Prayer... We all do it in different ways. Our liturgy guides our hearts through words, and over time, the music behind our prayer has grown and evolved from its formal self. You've heard it here... We've read the Megillah to Wizard of Oz, had Shabbat to The Beatles, and rocked out at Shir Shabbat. The past, however, has not been forgotten. Each week, I chant chatimot (seals of the prayers) to the melodies of the nusach (the closest thing we have to the original tunes of our people). Today, many of us synagogue songsters [chazzanim (visionaries/cantors), song leaders, klay kodesh (holy vessels for prayer)] are attempting to draw our people into the synagogue through musical prayer. We are bridging secular and sacred, old and new, with and without instrumentation.

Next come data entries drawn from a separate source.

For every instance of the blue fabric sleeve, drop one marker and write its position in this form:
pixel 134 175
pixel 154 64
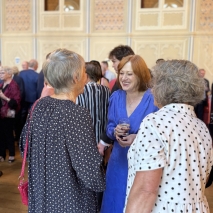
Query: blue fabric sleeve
pixel 112 116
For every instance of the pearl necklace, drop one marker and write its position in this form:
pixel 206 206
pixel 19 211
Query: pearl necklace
pixel 131 102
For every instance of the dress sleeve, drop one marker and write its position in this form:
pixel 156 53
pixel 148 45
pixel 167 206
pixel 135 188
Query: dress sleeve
pixel 149 150
pixel 85 158
pixel 111 117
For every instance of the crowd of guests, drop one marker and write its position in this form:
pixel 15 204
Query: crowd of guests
pixel 162 154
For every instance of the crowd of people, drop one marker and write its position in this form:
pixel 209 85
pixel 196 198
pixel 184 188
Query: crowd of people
pixel 161 156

This past week, we welcomed Saul Kaye to our bimah. He uplifted us in a soulful, bluesy Shabbat, engaged our participation, and beautifully narrated from prayer to prayer. For many of us, blues themed prayer in the synagogue is exactly what we needed. Some of us seek meditation, deep and profound study, the "traditional" melodies, or even a high energy Tot Shabbat. We have so many options of ways to pray at Temple Menorah. There is surely something for everybody.
While Rabbi is away in San Diego at the URJ biennial, bringing in Shabbat with over six thousand Jews, we will be bringing in a quiet Shabbat on the Temple Menorah. Join me in the sanctuary this Friday night at 6:30PM as we have a tranquil and meditative Shalev Balev Shabbat. Immerse in prayer through some of your favorite soft tunes, introspective prayer, dim lighting, virtual t'fillah and closeness to the Torah.